Is it because the cmip6 config has more than one source?

rbeucher commented 2 weeks ago

I have just tried with only one source in cmip6.yml same pb

marc-white commented 2 weeks ago

Do you have an existing catalog.yaml in the build directory? If so, it's going to look for a min value in that, and it appears to be bombing out because it can't find one. The assumption I made is that the first catalog build in the 'live' directory on xp65 (and, therefore, the first build in your dummy area) will be the first catalog.yaml to appear there, so it will inspect the present directories to compute a min and max version instead.

rbeucher commented 2 weeks ago

I have tried with an empty folder and I still get the issue...

marc-white commented 2 weeks ago

OK I'll take a look and see what's happening...

marc-white commented 2 weeks ago

Found the problem - the code is building the catalog in one place, but it's looking for the existing catalog (and, it seems, building the catalog.yaml back out to) the live location referred to by the CATALOG_LOCATION variable. I need to have a quick think about how to rectify that.

marc-white commented 2 weeks ago

@rbeucher OK, check out the latest code version and try again. You'll need to update your test version of the build_all.sh script to include the new --catalog_base_path option (see the canonical build_all.sh in the repo).

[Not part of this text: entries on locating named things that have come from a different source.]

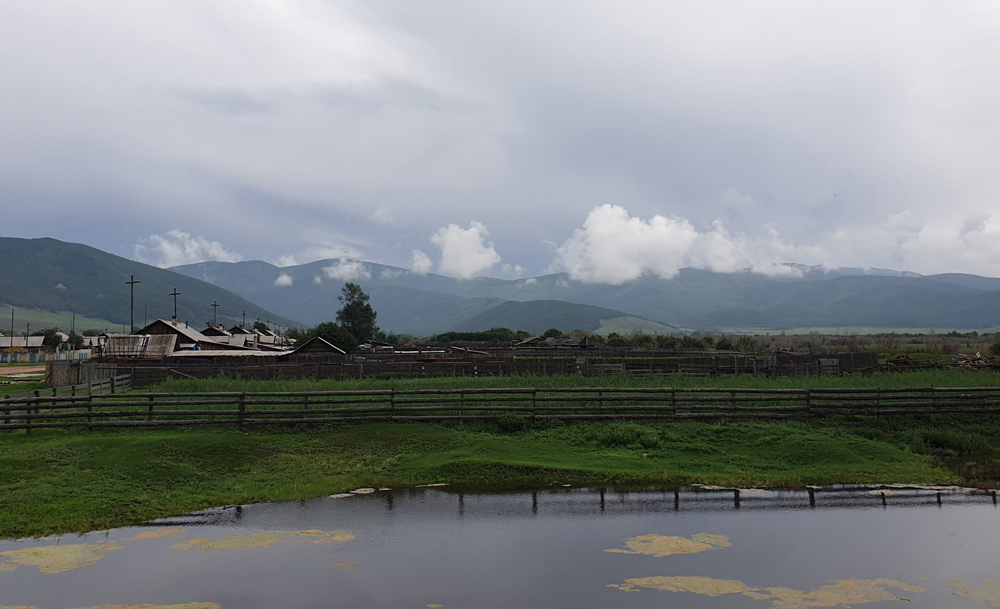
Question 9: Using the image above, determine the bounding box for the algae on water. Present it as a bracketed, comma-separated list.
[609, 577, 928, 609]
[121, 529, 187, 541]
[605, 533, 732, 557]
[0, 603, 222, 609]
[171, 530, 354, 552]
[0, 541, 125, 575]
[948, 579, 1000, 609]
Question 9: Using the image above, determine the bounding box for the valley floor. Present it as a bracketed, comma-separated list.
[0, 419, 1000, 539]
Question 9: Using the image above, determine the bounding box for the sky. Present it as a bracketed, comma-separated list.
[0, 0, 1000, 283]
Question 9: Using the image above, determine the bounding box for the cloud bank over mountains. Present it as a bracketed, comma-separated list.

The issue was that, while changing the build_base_path option in the build script lets you stick the catalog data in a different place, the catalog yaml was always being forced into either live location on xp65, or into your home area if you have a local catalog.yaml set up. I didn't pick this up because I mocked get_catalog_fp() in most of the tests, so I never saw the effect.

I've now added an extra option to the build() function call, as well as some additional supporting changes, that let you set where the catalog.yaml lives. In production, this will be the same place as the catalog data, hence why the canonical build_all.sh script sets --build_base_path and --catalog_base_path to be the same.

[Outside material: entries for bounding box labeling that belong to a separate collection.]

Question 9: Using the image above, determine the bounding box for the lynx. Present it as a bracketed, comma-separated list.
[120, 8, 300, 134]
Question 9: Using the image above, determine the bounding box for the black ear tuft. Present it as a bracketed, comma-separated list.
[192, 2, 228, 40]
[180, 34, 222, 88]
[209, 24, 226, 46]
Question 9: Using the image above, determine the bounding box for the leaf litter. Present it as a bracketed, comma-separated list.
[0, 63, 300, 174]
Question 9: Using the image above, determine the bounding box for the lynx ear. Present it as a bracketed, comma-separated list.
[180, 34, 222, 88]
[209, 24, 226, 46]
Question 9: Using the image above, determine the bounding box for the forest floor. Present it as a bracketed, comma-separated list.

charles-turner-1 commented 1 week ago

Running a build test right now - will comment if I have any issues

charles-turner-1 commented 1 week ago

@rbeucher It looks like you might have overwritten a default catalog location or similar on Friday? I'm currently getting the following error - are you able to take a look & let me know if the file in the error message is one you recognise?

>>> import intake
>>> intake.cat.access_nri
/g/data/hh5/public/apps/miniconda3/envs/analysis3-24.07/lib/python3.10/importlib/__init__.py:126](https://are.nci.org.au/g/data/hh5/public/apps/miniconda3/envs/analysis3-24.07/lib/python3.10/importlib/__init__.py#line=125): RuntimeWarning: Unable to access a default catalog location. Calling intake.cat.access_nri will not work.
  return _bootstrap._gcd_import(name[level:], package, level)
access_nri:
  args: {}
  description: ''
  driver: intake.catalog.base.Catalog
  metadata: {}

>>> from access_nri_intake.utils import get_catalog_fp
>>> get_catalog_fp()
'/g/data/xp65/public/apps/access-nri-intake-catalog/catalog.yaml'
>>> intake.open_catalog('/g/data/xp65/public/apps/access-nri-intake-catalog/catalog.yaml').access_nri
---------------------------------------------------------------------------
FileNotFoundError                         Traceback (most recent call last)
Cell In[9], line 1
----> 1 intake.open_catalog('[/g/data/xp65/public/apps/access-nri-intake-catalog/catalog.yaml](https://are.nci.org.au/g/data/xp65/public/apps/access-nri-intake-catalog/catalog.yaml)').access_nri
...
FileNotFoundError: [Errno 2] No such file or directory: '[/g/data/tm70/rb5533/intake_tests/v0.1.4](https://are.nci.org.au/g/data/tm70/rb5533/intake_tests/v0.1.4)+13.g869f576.dirty[/metacatalog.csv](https://are.nci.org.au/metacatalog.csv)'

I've run a catalog build with just CMIP5 enabled which built without any issues - I'm just running into this slightly weird error trying to import it.

rbeucher commented 1 week ago

Yes. Sorry, my bad. It looks like I have mess up with the file

charles-turner-1 commented 1 week ago

No worries. I'm looking into it more closely now - probably something we're going to want to have some guard rails against.

charles-turner-1 commented 1 week ago

I've restored the file to default to v0.1.3 for now.

marc-white commented 1 week ago

@charles-turner-1 I think you might have to hack the code to open your existing catalog (or, better yet, put it into ~/.access_nri_intake_catalog/) - the code only knows to look for a catalog to open at either CATALOG_LOCATION = "/g/data/xp65/public/apps/access-nri-intake-catalog/catalog.yaml" or USER_CATALOG_LOCATION = Path.home() / ".access_nri_intake_catalog/catalog.yaml".

We should probably look at adding a path option to intake.cat.access_nri to see if we can make that more flexible.

charles-turner-1 commented 1 week ago

Sorry @marc-white, just saw your comment - the default catalog was pointing at a nonexistent file. My catalog in .access_nri_intake_catalog/catalog.yaml worked just fine.

I've approved but I think before merging we want to update docs?

marc-white commented 1 week ago

Yes, a docs update is definitely required. I can get started on that today.

marc-white commented 1 week ago

I've added the necessary documentation, take a peek...

marc-white commented 1 week ago

Other than the two minor typos, documentation changes look correct to me.

I updated cli.py::build if update: ... clause on my local machine to make it a bit more readable to check the docs - are you happy for me to push the changes to the branch?

Yep push the changes

charles-turner-1 commented 1 week ago

@marc-white Can you confirm the shorthand variable names I used in 5c80be3 aren't misleading? Specifically driver_new, etc..

Other than that I think this is good to go.

marc-white commented 1 week ago

@marc-white Can you confirm the shorthand variable names I used in 5c80be3 aren't misleading? Specifically driver_new, etc..

Looks reasonable to me!

marc-white commented 1 week ago

I'm going to get onto Gadi now and create symlinks for the existing catalog versions, so they get picked up the first time we generate a 'new-style' catalog.